Quindi sì, per me è stato una sorta di bisogno di risvegliare il fanciullo che c’era in me, quasi con una morale pascoliana, se vogliamo. Perché ogni tanto si cresce in fretta ed è giusto che sia così. Purtroppo, nella vita accadono cose che sicuramente possono essere spiacevoli e ci cambiano. Anziché guardare subito avanti e mirare a reagire come un adulto dovrebbe fare, ho preferito guardare al passato e rivivere in qualche modo quella spensieratezza, sempre con quelli che sono un po’ i miei marchi di fabbrica: l’avventura un po’ piu creepy, una storia un po’ più articolata che poi si sbroglia alla fine come una matassa, con colpi di scena.

Chissà, magari gli anni cambieranno la mia poetica. Per il momento, è stato molto terapeutico lavorare a Bye Sweet Carole.
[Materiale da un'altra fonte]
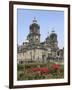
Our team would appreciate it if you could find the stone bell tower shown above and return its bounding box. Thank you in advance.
[27,18,40,44]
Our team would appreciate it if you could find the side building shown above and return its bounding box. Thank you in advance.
[17,19,64,63]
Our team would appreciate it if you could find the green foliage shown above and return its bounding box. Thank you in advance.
[17,62,64,81]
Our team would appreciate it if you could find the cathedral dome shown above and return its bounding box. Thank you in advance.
[50,31,57,40]
[30,18,40,30]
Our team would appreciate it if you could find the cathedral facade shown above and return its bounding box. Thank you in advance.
[17,19,64,63]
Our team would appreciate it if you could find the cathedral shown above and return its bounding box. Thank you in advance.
[17,18,64,64]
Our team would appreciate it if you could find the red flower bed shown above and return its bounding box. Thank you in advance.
[32,68,50,73]
[52,64,61,69]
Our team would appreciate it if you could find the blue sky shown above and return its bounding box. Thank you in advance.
[17,9,64,48]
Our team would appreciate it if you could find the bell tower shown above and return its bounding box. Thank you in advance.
[27,18,40,44]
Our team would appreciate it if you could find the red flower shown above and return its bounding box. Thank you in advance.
[32,68,50,73]
[52,64,61,69]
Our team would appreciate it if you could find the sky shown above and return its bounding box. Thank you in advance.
[17,8,64,48]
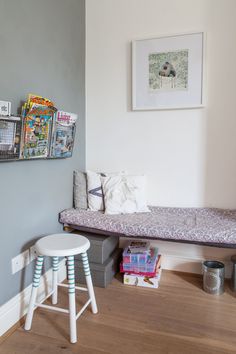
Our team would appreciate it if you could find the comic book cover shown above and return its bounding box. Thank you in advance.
[50,111,78,157]
[22,106,54,159]
[27,93,54,108]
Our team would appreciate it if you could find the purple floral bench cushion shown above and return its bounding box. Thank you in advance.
[59,207,236,247]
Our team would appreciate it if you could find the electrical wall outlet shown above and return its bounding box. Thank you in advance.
[29,246,38,262]
[11,250,30,274]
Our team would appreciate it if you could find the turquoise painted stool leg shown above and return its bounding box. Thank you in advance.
[25,256,43,331]
[82,252,98,313]
[52,257,59,305]
[67,256,77,343]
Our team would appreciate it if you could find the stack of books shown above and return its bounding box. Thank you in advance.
[120,241,161,288]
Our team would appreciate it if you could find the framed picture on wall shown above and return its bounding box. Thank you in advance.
[132,32,204,110]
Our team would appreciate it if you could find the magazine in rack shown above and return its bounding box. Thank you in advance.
[51,111,78,157]
[22,94,56,159]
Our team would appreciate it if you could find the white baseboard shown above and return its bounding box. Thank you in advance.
[0,260,66,336]
[120,238,236,278]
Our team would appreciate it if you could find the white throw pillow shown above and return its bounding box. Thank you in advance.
[87,171,124,211]
[102,175,150,214]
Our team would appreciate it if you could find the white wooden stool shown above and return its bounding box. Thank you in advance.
[25,233,98,343]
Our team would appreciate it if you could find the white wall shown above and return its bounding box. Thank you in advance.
[86,0,236,208]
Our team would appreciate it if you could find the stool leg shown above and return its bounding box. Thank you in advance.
[52,257,58,305]
[82,252,98,313]
[67,256,77,343]
[25,256,43,331]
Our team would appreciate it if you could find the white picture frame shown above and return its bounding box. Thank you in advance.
[132,32,205,110]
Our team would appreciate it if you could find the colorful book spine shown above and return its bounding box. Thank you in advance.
[120,255,161,277]
[123,248,158,273]
[123,247,151,264]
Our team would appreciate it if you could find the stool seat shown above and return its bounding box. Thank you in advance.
[35,233,90,257]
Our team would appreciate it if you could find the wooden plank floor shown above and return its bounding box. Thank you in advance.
[0,271,236,354]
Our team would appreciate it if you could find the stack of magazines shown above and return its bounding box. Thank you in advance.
[120,241,161,288]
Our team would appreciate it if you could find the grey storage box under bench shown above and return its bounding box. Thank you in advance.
[75,248,123,288]
[72,231,119,264]
[72,231,122,288]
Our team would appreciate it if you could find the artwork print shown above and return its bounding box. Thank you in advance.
[148,49,188,92]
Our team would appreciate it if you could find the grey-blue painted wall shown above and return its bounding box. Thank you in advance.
[0,0,85,305]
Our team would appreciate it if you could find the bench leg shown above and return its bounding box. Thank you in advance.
[82,252,98,313]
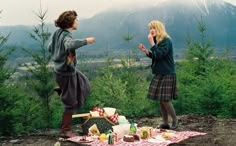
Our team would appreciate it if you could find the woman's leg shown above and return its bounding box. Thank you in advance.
[163,101,178,129]
[160,101,168,124]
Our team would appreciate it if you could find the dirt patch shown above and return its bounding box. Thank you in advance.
[0,115,236,146]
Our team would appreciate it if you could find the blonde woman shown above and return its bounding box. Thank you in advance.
[139,21,178,130]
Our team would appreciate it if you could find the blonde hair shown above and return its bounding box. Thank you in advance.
[148,20,170,43]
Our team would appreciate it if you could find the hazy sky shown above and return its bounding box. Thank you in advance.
[0,0,236,25]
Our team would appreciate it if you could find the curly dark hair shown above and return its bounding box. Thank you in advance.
[55,10,77,29]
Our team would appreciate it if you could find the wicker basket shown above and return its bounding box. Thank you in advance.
[81,117,116,134]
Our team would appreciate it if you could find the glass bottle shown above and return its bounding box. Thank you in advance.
[130,120,137,134]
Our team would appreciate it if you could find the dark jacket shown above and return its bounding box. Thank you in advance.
[147,38,175,75]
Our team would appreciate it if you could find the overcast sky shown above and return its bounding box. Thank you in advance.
[0,0,236,25]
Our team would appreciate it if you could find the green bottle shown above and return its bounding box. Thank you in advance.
[130,120,137,134]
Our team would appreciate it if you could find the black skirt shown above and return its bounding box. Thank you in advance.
[148,74,177,101]
[56,70,90,113]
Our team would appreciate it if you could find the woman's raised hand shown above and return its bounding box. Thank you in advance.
[86,37,96,44]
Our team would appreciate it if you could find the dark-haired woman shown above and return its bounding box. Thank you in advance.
[48,11,95,138]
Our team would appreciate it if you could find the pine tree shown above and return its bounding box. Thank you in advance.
[0,11,16,135]
[23,5,55,128]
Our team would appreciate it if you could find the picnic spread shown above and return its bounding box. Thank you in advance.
[67,107,207,146]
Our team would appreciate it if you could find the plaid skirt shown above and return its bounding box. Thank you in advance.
[148,74,177,101]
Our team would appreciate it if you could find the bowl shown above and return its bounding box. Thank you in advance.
[103,107,116,116]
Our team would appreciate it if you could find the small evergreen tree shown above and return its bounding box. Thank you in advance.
[23,5,55,128]
[0,11,17,135]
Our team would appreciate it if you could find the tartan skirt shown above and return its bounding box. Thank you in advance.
[148,74,178,101]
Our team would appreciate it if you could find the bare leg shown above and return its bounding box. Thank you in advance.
[163,101,178,130]
[163,101,177,122]
[160,101,168,124]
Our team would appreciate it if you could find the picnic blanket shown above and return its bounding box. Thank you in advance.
[68,130,207,146]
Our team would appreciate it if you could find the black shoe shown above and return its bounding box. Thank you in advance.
[159,124,170,129]
[170,121,179,130]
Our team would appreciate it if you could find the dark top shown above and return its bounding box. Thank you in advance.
[147,38,175,75]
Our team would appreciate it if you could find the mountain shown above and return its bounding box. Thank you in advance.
[0,0,236,58]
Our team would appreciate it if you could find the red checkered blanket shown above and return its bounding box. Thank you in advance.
[68,130,207,146]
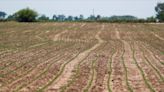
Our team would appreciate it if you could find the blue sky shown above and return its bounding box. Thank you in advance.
[0,0,164,18]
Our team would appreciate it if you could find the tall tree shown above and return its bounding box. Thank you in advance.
[155,3,164,22]
[0,11,7,19]
[14,8,38,22]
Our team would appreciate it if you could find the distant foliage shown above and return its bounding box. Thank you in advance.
[155,3,164,22]
[37,15,50,22]
[13,8,38,22]
[0,11,7,21]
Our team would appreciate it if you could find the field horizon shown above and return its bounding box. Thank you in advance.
[0,22,164,92]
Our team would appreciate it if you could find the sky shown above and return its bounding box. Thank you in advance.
[0,0,164,18]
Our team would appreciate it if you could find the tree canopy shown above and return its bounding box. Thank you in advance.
[14,8,38,22]
[0,11,7,19]
[155,3,164,22]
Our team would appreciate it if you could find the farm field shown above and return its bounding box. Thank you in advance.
[0,22,164,92]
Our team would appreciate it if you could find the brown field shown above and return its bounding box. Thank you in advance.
[0,22,164,92]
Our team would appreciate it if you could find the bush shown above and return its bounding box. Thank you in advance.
[14,8,38,22]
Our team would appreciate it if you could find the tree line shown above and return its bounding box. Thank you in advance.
[0,3,164,22]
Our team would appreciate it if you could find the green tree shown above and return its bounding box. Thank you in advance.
[155,3,164,22]
[0,11,7,20]
[14,8,38,22]
[147,16,156,22]
[38,15,49,21]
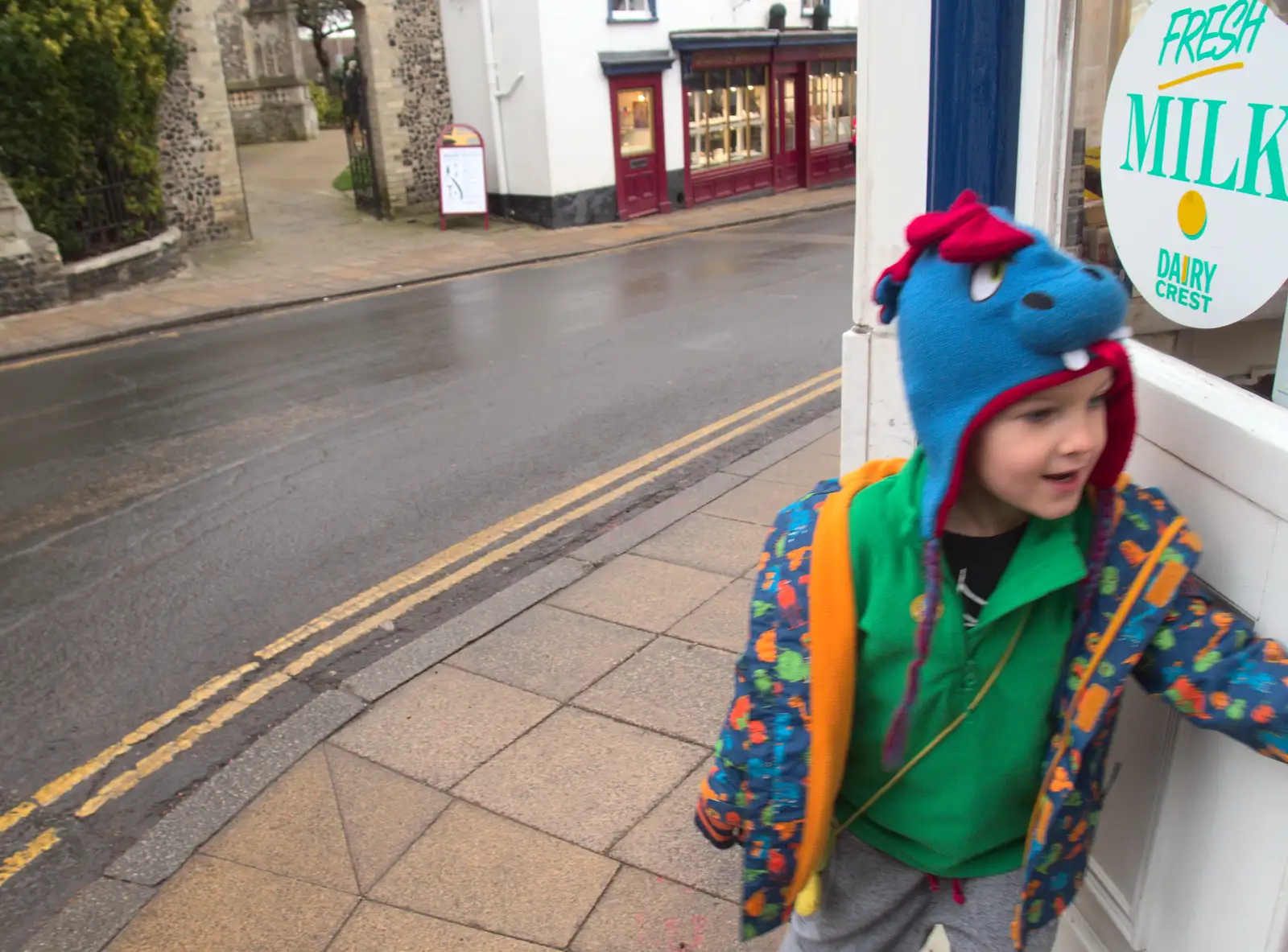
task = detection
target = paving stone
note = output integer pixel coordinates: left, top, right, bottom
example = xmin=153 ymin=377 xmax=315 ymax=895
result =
xmin=635 ymin=513 xmax=765 ymax=576
xmin=667 ymin=579 xmax=756 ymax=654
xmin=702 ymin=480 xmax=813 ymax=525
xmin=549 ymin=554 xmax=737 ymax=633
xmin=576 ymin=637 xmax=736 ymax=747
xmin=371 ymin=802 xmax=617 ymax=948
xmin=201 ymin=748 xmax=358 ymax=892
xmin=335 ymin=666 xmax=558 ymax=789
xmin=449 ymin=605 xmax=654 ymax=701
xmin=609 ymin=761 xmax=742 ymax=903
xmin=108 ymin=855 xmax=358 ymax=952
xmin=571 ymin=867 xmax=783 ymax=952
xmin=324 ymin=744 xmax=452 ymax=892
xmin=758 ymin=447 xmax=841 ymax=492
xmin=456 ymin=708 xmax=707 ymax=851
xmin=327 ymin=902 xmax=547 ymax=952
xmin=805 ymin=429 xmax=841 ymax=459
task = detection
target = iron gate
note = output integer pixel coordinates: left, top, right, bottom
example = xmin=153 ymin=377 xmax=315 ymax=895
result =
xmin=343 ymin=58 xmax=384 ymax=218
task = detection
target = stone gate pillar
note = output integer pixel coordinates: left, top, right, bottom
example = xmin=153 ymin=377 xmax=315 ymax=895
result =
xmin=353 ymin=0 xmax=452 ymax=215
xmin=215 ymin=0 xmax=318 ymax=146
xmin=157 ymin=0 xmax=250 ymax=245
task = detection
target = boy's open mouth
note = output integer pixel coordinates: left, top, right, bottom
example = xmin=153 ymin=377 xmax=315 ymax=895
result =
xmin=1042 ymin=469 xmax=1082 ymax=486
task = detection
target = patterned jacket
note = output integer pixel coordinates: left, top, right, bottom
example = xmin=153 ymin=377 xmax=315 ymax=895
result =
xmin=697 ymin=460 xmax=1288 ymax=950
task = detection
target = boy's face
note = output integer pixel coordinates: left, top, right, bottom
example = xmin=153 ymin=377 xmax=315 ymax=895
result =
xmin=974 ymin=369 xmax=1113 ymax=519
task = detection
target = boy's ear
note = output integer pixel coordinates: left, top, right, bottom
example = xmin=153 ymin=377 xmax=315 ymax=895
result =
xmin=872 ymin=274 xmax=903 ymax=324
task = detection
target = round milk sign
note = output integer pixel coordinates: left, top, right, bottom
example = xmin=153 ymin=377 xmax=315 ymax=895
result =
xmin=1100 ymin=0 xmax=1288 ymax=328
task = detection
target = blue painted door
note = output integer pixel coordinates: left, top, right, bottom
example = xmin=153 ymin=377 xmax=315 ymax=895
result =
xmin=926 ymin=0 xmax=1024 ymax=210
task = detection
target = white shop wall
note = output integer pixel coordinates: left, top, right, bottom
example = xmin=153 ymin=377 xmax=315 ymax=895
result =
xmin=440 ymin=0 xmax=554 ymax=196
xmin=533 ymin=0 xmax=859 ymax=201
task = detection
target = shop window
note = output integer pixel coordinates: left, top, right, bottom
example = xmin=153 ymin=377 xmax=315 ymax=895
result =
xmin=617 ymin=89 xmax=654 ymax=159
xmin=809 ymin=60 xmax=854 ymax=148
xmin=1060 ymin=0 xmax=1288 ymax=397
xmin=608 ymin=0 xmax=657 ymax=23
xmin=684 ymin=66 xmax=768 ymax=171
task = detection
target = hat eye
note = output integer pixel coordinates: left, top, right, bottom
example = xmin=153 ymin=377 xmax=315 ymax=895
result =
xmin=970 ymin=258 xmax=1006 ymax=302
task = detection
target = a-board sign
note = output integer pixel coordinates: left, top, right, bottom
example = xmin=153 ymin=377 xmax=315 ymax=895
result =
xmin=438 ymin=122 xmax=489 ymax=228
xmin=1100 ymin=0 xmax=1288 ymax=328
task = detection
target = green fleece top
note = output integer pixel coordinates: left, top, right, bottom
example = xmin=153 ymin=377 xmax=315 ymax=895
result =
xmin=836 ymin=451 xmax=1092 ymax=879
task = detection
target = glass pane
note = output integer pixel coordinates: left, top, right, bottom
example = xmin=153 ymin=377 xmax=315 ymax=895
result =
xmin=617 ymin=89 xmax=653 ymax=157
xmin=707 ymin=125 xmax=729 ymax=165
xmin=783 ymin=77 xmax=796 ymax=152
xmin=687 ymin=88 xmax=707 ymax=169
xmin=809 ymin=75 xmax=827 ymax=148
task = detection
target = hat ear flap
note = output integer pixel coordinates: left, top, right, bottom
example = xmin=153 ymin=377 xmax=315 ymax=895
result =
xmin=872 ymin=274 xmax=904 ymax=324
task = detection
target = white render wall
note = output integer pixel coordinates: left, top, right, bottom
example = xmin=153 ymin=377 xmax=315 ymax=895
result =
xmin=440 ymin=0 xmax=861 ymax=201
xmin=440 ymin=0 xmax=556 ymax=195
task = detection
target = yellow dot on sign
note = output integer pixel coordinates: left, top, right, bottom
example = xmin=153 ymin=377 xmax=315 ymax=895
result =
xmin=1176 ymin=189 xmax=1207 ymax=241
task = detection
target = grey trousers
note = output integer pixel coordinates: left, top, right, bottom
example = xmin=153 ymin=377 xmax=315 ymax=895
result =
xmin=782 ymin=834 xmax=1056 ymax=952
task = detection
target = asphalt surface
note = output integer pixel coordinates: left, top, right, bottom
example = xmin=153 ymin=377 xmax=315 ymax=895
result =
xmin=0 ymin=203 xmax=854 ymax=952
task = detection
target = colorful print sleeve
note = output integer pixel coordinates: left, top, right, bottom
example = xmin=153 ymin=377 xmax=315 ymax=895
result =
xmin=1136 ymin=577 xmax=1288 ymax=761
xmin=696 ymin=525 xmax=783 ymax=849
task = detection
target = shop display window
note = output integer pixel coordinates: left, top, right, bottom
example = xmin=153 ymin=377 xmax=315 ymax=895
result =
xmin=685 ymin=66 xmax=769 ymax=171
xmin=1066 ymin=0 xmax=1288 ymax=397
xmin=809 ymin=60 xmax=854 ymax=148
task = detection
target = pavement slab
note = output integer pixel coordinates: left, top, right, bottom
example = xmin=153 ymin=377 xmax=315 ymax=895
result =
xmin=667 ymin=579 xmax=756 ymax=654
xmin=201 ymin=747 xmax=358 ymax=894
xmin=702 ymin=480 xmax=813 ymax=528
xmin=576 ymin=637 xmax=736 ymax=747
xmin=453 ymin=708 xmax=707 ymax=851
xmin=335 ymin=666 xmax=559 ymax=789
xmin=448 ymin=605 xmax=655 ymax=701
xmin=327 ymin=902 xmax=549 ymax=952
xmin=635 ymin=513 xmax=765 ymax=576
xmin=324 ymin=744 xmax=451 ymax=892
xmin=609 ymin=761 xmax=742 ymax=903
xmin=108 ymin=855 xmax=358 ymax=952
xmin=371 ymin=804 xmax=617 ymax=948
xmin=569 ymin=867 xmax=783 ymax=952
xmin=549 ymin=554 xmax=730 ymax=633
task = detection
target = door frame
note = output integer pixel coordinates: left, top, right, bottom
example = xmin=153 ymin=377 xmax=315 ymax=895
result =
xmin=926 ymin=0 xmax=1026 ymax=210
xmin=608 ymin=71 xmax=671 ymax=221
xmin=770 ymin=60 xmax=809 ymax=192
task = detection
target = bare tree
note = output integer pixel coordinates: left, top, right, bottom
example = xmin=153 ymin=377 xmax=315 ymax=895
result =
xmin=295 ymin=0 xmax=353 ymax=88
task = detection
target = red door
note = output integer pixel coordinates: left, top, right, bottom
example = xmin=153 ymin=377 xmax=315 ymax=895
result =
xmin=608 ymin=73 xmax=671 ymax=220
xmin=774 ymin=64 xmax=807 ymax=192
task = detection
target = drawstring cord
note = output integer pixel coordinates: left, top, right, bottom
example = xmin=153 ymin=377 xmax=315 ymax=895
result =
xmin=926 ymin=873 xmax=966 ymax=905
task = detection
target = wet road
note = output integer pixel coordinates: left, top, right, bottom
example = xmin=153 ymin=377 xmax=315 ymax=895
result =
xmin=0 ymin=210 xmax=852 ymax=952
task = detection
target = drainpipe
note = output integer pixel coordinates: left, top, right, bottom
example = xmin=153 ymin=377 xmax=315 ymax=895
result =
xmin=479 ymin=0 xmax=523 ymax=218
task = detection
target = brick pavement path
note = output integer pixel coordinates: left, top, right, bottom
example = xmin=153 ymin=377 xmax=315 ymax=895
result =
xmin=0 ymin=183 xmax=854 ymax=361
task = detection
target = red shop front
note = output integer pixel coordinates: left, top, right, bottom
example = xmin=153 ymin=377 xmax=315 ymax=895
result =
xmin=671 ymin=30 xmax=855 ymax=208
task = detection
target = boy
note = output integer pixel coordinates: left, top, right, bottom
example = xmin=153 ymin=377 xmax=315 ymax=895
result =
xmin=697 ymin=192 xmax=1288 ymax=952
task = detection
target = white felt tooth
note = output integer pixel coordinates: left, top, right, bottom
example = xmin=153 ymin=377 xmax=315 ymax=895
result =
xmin=1060 ymin=350 xmax=1091 ymax=373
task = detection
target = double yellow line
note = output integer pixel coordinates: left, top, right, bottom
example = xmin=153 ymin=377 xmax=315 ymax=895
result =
xmin=0 ymin=369 xmax=841 ymax=884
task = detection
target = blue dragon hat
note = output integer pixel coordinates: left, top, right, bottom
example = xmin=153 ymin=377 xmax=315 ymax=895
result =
xmin=873 ymin=191 xmax=1136 ymax=764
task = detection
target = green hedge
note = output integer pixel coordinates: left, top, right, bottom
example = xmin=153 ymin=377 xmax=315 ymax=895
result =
xmin=309 ymin=82 xmax=344 ymax=129
xmin=0 ymin=0 xmax=180 ymax=260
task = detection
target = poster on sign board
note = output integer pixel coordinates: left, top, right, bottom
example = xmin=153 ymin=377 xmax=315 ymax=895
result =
xmin=438 ymin=124 xmax=488 ymax=228
xmin=1100 ymin=0 xmax=1288 ymax=328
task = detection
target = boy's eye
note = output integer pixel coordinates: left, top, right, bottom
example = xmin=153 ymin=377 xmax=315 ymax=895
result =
xmin=970 ymin=259 xmax=1006 ymax=302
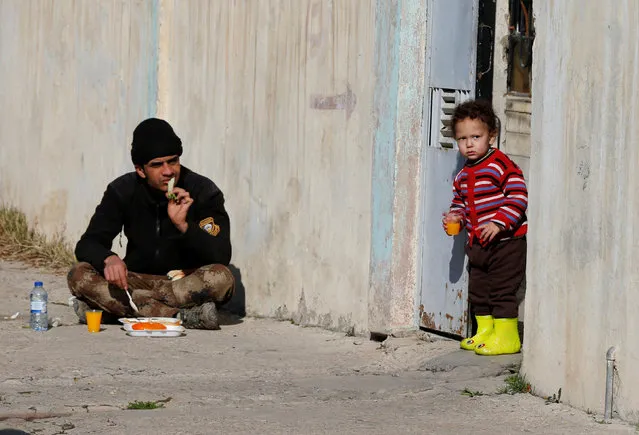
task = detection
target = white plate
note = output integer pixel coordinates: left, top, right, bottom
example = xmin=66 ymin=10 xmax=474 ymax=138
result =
xmin=122 ymin=323 xmax=184 ymax=332
xmin=118 ymin=317 xmax=182 ymax=325
xmin=126 ymin=330 xmax=184 ymax=338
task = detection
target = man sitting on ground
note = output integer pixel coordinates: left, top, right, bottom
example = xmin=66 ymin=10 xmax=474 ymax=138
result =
xmin=67 ymin=118 xmax=235 ymax=329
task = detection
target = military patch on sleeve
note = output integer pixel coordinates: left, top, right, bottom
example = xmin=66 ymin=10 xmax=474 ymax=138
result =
xmin=200 ymin=218 xmax=220 ymax=236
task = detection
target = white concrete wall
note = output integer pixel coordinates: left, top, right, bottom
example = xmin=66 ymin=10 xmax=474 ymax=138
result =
xmin=0 ymin=0 xmax=380 ymax=332
xmin=160 ymin=0 xmax=375 ymax=331
xmin=523 ymin=0 xmax=639 ymax=421
xmin=0 ymin=0 xmax=156 ymax=241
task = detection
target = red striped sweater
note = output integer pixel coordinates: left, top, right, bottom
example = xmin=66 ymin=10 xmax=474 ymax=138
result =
xmin=450 ymin=148 xmax=528 ymax=244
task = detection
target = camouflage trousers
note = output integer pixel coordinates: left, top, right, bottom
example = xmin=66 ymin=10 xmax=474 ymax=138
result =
xmin=67 ymin=263 xmax=235 ymax=317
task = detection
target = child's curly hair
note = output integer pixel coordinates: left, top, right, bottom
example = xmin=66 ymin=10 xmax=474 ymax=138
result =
xmin=452 ymin=100 xmax=498 ymax=133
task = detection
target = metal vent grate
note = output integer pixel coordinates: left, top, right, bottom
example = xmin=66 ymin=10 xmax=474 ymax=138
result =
xmin=430 ymin=88 xmax=470 ymax=149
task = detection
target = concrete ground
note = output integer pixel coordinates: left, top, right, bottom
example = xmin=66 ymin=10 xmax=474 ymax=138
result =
xmin=0 ymin=261 xmax=635 ymax=435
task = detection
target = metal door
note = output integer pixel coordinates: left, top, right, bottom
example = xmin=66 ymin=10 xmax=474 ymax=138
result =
xmin=419 ymin=0 xmax=478 ymax=336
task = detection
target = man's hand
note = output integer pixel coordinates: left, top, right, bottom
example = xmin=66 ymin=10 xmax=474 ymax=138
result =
xmin=478 ymin=222 xmax=502 ymax=242
xmin=104 ymin=255 xmax=129 ymax=290
xmin=166 ymin=187 xmax=193 ymax=233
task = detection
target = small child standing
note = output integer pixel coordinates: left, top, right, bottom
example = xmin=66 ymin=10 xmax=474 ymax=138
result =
xmin=442 ymin=101 xmax=528 ymax=355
Consiglierei a tutte le persone che stanno vivendo un periodo grigio della propria vita, chi per un lutto, chi perché decide di abbandonare un’altra realtà, ma anche chi ha una relazione che finisce, di dedicarsi tantissimo all’arte, di fare arte, di provare a scrivere, o a disegnare, di mettersi in gioco. Credo che non ci sia veramente terapia superiore a questa.

K:Mi trovi perfettamente d’accordo, un ottimo consiglio.

C: Lo sai qual è la reazione tipica? Lasciarsi prendere dallo sconforto e deprimersi. È brutto da dire, perché ovviamente la morte di mia madre è stata l’evento più traumatico di tutta la mia vita, non lo potrei paragonare a nient’altro, ma in quello stesso periodo io decisi di prendere la mia vita letteralmente in pugno e dissi: Io non me la sento di continuare così.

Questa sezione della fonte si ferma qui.